Distribution alimentaire de crise«On se croirait au XIXe siècle»
Une députée tente de braquer les projecteurs sur la grande précarité postpandémique. Une majorité du Grand Conseil balaie sa proposition.

L’objet est passé presque inaperçu au Grand Conseil, début juin. La socialiste Claire Attinger Doepper demandait que le Conseil d’État se penche plus encore qu’il ne le fait actuellement sur le sort des populations qui échappent au filet social. Privés de revenus par la crise sanitaire, ils ont été nombreux, et le sont encore, à se tourner vers les distributions de nourriture dans les centres socioculturels, à Lausanne notamment: «On se croirait au XIXe siècle!» s’exclame la députée.

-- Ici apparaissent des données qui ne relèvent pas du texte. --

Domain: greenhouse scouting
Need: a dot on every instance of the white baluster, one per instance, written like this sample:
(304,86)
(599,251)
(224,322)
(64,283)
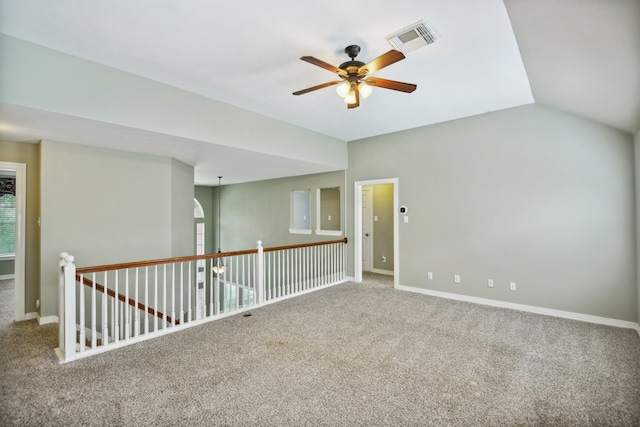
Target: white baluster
(127,325)
(216,291)
(155,298)
(136,311)
(117,315)
(105,312)
(212,311)
(94,329)
(81,316)
(181,291)
(164,297)
(189,286)
(146,300)
(173,294)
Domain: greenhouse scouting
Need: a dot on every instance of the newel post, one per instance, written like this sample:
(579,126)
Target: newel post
(67,307)
(260,274)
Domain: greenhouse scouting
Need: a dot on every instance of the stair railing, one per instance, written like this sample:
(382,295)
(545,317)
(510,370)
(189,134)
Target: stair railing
(110,306)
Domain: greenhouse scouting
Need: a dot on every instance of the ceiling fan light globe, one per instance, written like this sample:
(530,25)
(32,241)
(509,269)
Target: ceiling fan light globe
(365,90)
(343,89)
(350,98)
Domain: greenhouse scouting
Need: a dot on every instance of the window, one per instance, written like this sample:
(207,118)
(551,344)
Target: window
(7,217)
(300,212)
(328,207)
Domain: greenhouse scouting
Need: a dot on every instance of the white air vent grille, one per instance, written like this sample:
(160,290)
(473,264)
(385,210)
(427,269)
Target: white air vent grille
(413,37)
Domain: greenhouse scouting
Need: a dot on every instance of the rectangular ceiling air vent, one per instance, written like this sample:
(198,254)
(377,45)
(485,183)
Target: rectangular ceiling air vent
(413,37)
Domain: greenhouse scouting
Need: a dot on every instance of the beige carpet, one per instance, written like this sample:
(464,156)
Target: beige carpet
(351,355)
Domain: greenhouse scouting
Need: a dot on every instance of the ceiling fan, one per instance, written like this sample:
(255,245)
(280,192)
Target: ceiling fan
(355,81)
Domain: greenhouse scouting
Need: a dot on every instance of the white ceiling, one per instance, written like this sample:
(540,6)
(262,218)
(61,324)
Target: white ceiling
(581,56)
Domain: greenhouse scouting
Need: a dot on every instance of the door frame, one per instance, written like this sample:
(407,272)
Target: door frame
(369,249)
(357,232)
(21,213)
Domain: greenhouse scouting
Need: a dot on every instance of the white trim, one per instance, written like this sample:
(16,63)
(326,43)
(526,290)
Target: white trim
(299,231)
(21,214)
(357,231)
(47,319)
(528,308)
(378,271)
(329,233)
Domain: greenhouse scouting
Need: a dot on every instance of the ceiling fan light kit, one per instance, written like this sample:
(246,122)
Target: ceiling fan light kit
(356,83)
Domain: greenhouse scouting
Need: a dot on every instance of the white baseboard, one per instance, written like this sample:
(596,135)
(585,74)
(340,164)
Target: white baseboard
(528,308)
(378,271)
(47,319)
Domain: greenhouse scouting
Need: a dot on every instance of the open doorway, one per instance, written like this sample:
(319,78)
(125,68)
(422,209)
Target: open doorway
(366,258)
(12,233)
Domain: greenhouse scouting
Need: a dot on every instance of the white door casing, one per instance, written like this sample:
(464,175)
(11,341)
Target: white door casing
(21,213)
(357,230)
(367,229)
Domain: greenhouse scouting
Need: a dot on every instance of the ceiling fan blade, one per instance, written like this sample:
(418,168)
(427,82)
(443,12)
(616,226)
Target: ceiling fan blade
(322,64)
(322,86)
(390,84)
(380,62)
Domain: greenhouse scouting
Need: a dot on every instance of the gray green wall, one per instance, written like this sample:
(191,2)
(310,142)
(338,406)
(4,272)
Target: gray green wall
(28,154)
(260,211)
(106,206)
(7,268)
(530,195)
(637,171)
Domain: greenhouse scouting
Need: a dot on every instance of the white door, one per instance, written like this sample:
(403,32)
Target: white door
(367,238)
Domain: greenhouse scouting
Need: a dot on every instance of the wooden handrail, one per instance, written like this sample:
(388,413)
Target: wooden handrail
(305,245)
(100,288)
(111,267)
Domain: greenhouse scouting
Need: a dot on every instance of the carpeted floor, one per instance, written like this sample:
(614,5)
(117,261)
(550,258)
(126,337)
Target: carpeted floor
(351,355)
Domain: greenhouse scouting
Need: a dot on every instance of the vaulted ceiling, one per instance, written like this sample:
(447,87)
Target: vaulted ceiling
(579,56)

Traitée tout à la fin de l’ordre du jour, dix minutes avant la fin de la séance, sa demande a été balayée par la majorité de droite du Grand Conseil. Rapporteur de majorité, le PLR Pierre Volet a plaidé que les services de l’État avaient tous les outils nécessaires pour jauger les inégalités et les taux de pauvreté dans le canton. Les images des files de personnes à Genève en quête d’un cabas ne doivent pas induire en erreur, selon lui: elles sont le fait d’employés de «riches diplomates» craignant le virus ou de personnes au «statut illégal». Sur Vaud, les «éventuelles lacunes» ont déjà été identifiées.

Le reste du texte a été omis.